Explainable and Interpretable Multimodal Large Language Models: A Comprehensive Survey

Overview

This survey addresses a problem that becomes more urgent as multimodal large language models become more capable: their decisions are harder to inspect, debug, and justify. MLLMs can already solve a wide range of tasks across image-text generation, visual question answering, retrieval, and multimodal reasoning, but the mechanisms behind those outputs often remain opaque. The survey is motivated by the view that performance alone is not enough; interpretability and explainability are necessary if these systems are to be trusted in high-stakes settings.

Rather than listing papers loosely, the survey builds a structured map of the field. It covers explainability methods, benchmark design, evaluation protocols, and open challenges across model architectures, training procedures, and inference strategies.

Survey Scope

The paper organizes the literature from three main perspectives: data, model, and training or inference. It also examines interpretability at multiple granularities, from token-level interactions to embedding-level representations and higher-level module behavior. In addition to analysis tools, the survey covers architecture design choices, alignment methods, hallucination-oriented explanation work, robustness benchmarks, and application-specific interpretability studies.

The survey organizes MLLM explainability research across data, model, and training or inference dimensions, while also covering benchmarks and applications.

Explainability Challenge: as multimodal large language models become more capable, their decisions become harder to inspect, debug, and justify.

Three-Perspective Framework: the survey organizes the literature from the viewpoints of data, model, and training or inference.

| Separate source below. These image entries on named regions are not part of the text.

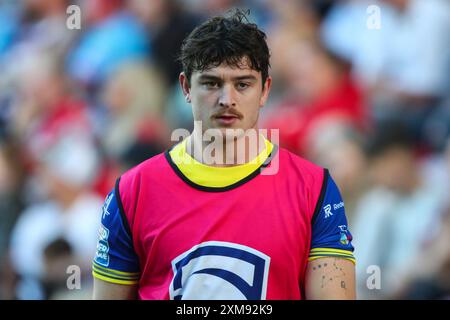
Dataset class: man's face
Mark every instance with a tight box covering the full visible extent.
[180,59,271,133]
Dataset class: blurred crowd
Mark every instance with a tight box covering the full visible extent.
[0,0,450,299]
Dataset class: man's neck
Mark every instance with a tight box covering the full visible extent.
[186,129,266,167]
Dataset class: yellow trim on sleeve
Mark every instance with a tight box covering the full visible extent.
[92,270,139,285]
[310,248,353,254]
[308,248,356,265]
[92,265,139,281]
[93,261,140,277]
[308,255,356,265]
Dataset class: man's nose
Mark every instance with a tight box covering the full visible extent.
[219,85,236,108]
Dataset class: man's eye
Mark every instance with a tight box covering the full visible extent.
[237,82,249,90]
[203,81,219,88]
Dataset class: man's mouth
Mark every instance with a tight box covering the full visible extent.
[214,114,239,125]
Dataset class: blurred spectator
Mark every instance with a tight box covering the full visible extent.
[353,123,445,298]
[323,0,450,98]
[308,123,368,224]
[128,0,200,86]
[264,41,367,157]
[9,51,93,165]
[394,207,450,300]
[0,141,24,261]
[67,0,150,91]
[322,0,450,151]
[100,63,169,169]
[11,135,102,299]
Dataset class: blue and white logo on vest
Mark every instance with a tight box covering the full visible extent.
[169,241,270,300]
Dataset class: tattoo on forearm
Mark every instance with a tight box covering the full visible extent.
[313,259,347,290]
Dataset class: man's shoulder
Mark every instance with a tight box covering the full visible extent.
[120,152,168,184]
[279,147,325,181]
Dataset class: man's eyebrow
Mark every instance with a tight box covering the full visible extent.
[198,74,222,81]
[198,74,258,81]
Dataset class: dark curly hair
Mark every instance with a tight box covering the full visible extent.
[178,9,270,85]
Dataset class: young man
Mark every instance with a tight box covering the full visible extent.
[93,12,355,300]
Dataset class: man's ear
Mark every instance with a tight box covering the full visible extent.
[259,76,272,108]
[178,72,191,103]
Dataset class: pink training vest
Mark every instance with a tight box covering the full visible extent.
[119,148,324,299]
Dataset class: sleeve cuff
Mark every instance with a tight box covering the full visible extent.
[92,262,140,285]
[308,248,356,264]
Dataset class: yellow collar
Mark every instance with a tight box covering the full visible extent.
[169,139,273,188]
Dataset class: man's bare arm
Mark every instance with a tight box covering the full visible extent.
[305,257,356,300]
[93,277,137,300]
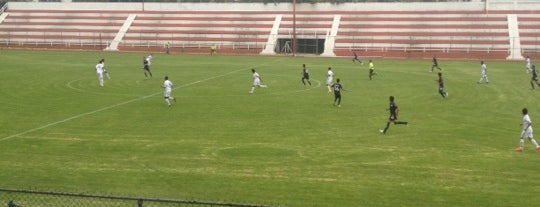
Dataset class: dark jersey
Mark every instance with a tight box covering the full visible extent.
[439,76,444,88]
[332,83,343,95]
[143,59,150,70]
[389,102,397,117]
[388,101,397,121]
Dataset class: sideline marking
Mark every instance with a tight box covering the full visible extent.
[0,64,265,141]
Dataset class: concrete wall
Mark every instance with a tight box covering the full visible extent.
[8,0,540,11]
[8,2,485,11]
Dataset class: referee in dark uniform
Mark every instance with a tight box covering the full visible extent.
[531,65,540,89]
[379,96,409,134]
[438,72,448,98]
[302,64,311,86]
[331,78,345,107]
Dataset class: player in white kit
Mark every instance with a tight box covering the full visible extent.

Evaluation Gap: the paper emphasizes that the field still lacks strong standards for measuring whether an explanation is faithful, useful, and robust.

This is not a paper list dressed up as a survey. Its main value is that it gives the field a common explanatory framework for understanding where interpretability tools work, where they fail, and where evaluation is still too weak.

Main Takeaways

• The explainability landscape is broader than attention visualization alone. The survey covers attribution methods, representation analysis, architecture-level interventions, reward and alignment strategies, and hallucination-oriented diagnosis.
• Benchmarking remains a major bottleneck. The paper emphasizes that explanation quality needs better evaluation protocols, especially when explanations are used for trust, debugging, or alignment rather than only for qualitative inspection.
• Token-level and representation-level analysis are both important. The survey highlights that MLLM behavior cannot be understood from one level alone because multimodal reasoning mixes visual grounding, language priors, and cross-modal fusion.
• The field still lacks widely accepted standards for measuring whether an explanation is faithful, useful, and robust under real deployment constraints.

Why This Survey Matters

This paper is valuable less as a single algorithm and more as infrastructure for the research area. It gives researchers a common vocabulary for discussing explainability in MLLMs and helps separate what is already mature from what is still poorly understood.

For practitioners, the survey is useful because it makes clear that transparency is not one technique but a stack of decisions: dataset design, representation learning, model architecture, alignment, decoding, and post-hoc analysis all interact. If the goal is more accountable multimodal AI, this survey is a strong starting point.